Refrigerate the poolish for 30 minutes before adding it to the dough recipe.
Add the yeast to a small bowl, then add the warm water and sugar. Whisk for 30 seconds and let sit for 5 minutes.
Add the flour to the bowl of a stand mixer with a dough hook. On low speed, add most of the ice-cold water, reserving about ½ of a cup. Next, add the yeast and water mixture. Use the reserved ice-cold water to get the rest of the yeast mixture from the bowl and add it to the flour. Mix for about a minute, then add the poolish. Mix for another minute, pulling the dough down off the hook as needed.
Add the salt and mix for another minute. Scrape the sides of the bowl and pull the dough from the hook. Add the oil and mix for another couple of minutes until the dough forms a ball around the dough hook and no longer sticks to the walls of the bowl. The dough will be sticky to the touch but should develop enough gluten to form a ball around the hook. If your dough is still sticking to the walls add 1 tablespoon of flour and continue mixing.

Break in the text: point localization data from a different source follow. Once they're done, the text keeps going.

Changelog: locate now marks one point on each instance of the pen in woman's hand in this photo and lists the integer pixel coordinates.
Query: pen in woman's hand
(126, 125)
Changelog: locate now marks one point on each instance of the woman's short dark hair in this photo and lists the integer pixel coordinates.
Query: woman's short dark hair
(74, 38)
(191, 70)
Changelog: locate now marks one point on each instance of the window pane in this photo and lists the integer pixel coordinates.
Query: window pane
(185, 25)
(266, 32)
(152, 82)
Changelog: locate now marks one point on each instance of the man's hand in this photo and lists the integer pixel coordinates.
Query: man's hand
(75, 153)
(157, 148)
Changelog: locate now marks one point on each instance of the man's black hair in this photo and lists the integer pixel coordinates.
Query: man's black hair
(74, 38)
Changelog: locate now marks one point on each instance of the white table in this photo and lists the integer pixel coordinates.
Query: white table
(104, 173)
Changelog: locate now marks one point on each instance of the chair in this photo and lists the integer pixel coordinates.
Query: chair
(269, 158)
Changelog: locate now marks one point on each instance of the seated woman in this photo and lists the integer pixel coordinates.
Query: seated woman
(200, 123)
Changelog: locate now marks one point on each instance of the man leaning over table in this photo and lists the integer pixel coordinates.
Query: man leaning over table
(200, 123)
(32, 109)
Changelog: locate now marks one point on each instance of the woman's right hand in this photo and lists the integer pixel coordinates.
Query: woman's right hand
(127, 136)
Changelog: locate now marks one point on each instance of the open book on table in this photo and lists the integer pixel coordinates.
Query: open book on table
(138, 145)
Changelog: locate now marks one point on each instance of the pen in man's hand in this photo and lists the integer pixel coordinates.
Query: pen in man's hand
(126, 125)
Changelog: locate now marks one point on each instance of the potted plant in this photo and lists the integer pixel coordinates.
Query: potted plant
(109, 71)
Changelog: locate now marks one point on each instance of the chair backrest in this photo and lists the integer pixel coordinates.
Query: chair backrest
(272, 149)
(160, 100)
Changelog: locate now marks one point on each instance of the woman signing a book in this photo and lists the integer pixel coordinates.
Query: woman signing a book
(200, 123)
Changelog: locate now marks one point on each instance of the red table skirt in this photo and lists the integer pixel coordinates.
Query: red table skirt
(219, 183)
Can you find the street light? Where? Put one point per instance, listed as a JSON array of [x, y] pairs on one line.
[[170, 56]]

Remove the bowl from the stand mixer and slide the dough hook from the dough. The dough will be sticky, but do not add flour at this point. Using a bench scraper or your hands, do several stretch and folds in the bowl. Do this by picking up one side of the dough, stretching it up then folding it over the dough. Do this on all sides of the dough a few times until the dough ball is a bit more cohesive.
Using extra virgin olive oil, lightly oil a large enough bowl for the dough and transfer the dough to the new bowl. Once in the bowl, do a few more stretch and folds to completely coat in the oil. Cover with a damp tea towel and let rest for 30 minutes at room temperature.
Next, remove the dough from the bowl to a clean work surface (no floured surface necessary). Divide into eight pieces (about 8.5 oz or 235g each) and make pizza dough balls with each by folding the sides into the center of each piece of dough, flip the dough ball over, then using the work surface and cupped hands, roll the ball in circles against the work surface. Lightly oil each dough ball, and either proof in a pan covered tightly with plastic wrap or individually wrap in plastic wrap tightly, and refrigerate for at least an hour (12 is optimal) before forming into pizzas and using for best results. Remove the dough from the refrigerator for about 15-30 minutes before using.